If $a$ and $b$ are positive and $a < b$, do we have

$$(0 < x < 1) \Rightarrow \frac{1}{x^b} > \frac{1}{x^a}$$

and

$$(1 < x < \infty) \Rightarrow \frac{1}{x^a} > \frac{1}{x^b}$$

?

 

[Landau]

I think you should be able to prove these yourself. Here's the first one:

Fact: Let $0<x<1$. Then for all $\alpha>0$ we have $0<x^\alpha<1$ and (hence) $\frac{1}{x^\alpha}>1$.

In particular:
* $0<x^a<1$ and $0<x^b<1$;
* $$\frac{x^a}{x^b}=\frac{1}{x^{b-a}}>1,$$ hence $x^a>x^b$.

Together: $0<x^b<x^a<1$. Conclusion:
$$0<\frac{1}{x^a}<\frac{1}{x^b}<1.$$

 

[AxiomOfChoice]

I think you should be able to prove these yourself. Here's the first one:

Fact: Let $0<x<1$. Then for all $\alpha>0$ we have $0<x^\alpha<1$ and (hence) $\frac{1}{x^\alpha}>1$.

In particular:
* $0<x^a<1$ and $0<x^b<1$;
* $$\frac{x^a}{x^b}=\frac{1}{x^{b-a}}>1,$$ hence $x^a>x^b$.
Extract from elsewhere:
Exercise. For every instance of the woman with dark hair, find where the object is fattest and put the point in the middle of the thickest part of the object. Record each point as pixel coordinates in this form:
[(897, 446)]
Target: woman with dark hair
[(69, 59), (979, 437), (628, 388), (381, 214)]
Together: $0<x^b<x^a<1$. Conclusion:
$$0<\frac{1}{x^a}<\frac{1}{x^b}<1.$$

Thanks for your help, Landau. This is one of those questions that I answered for myself when I was typing it up, but I thought I'd go ahead and post it anyway to make sure I wasn't crazy.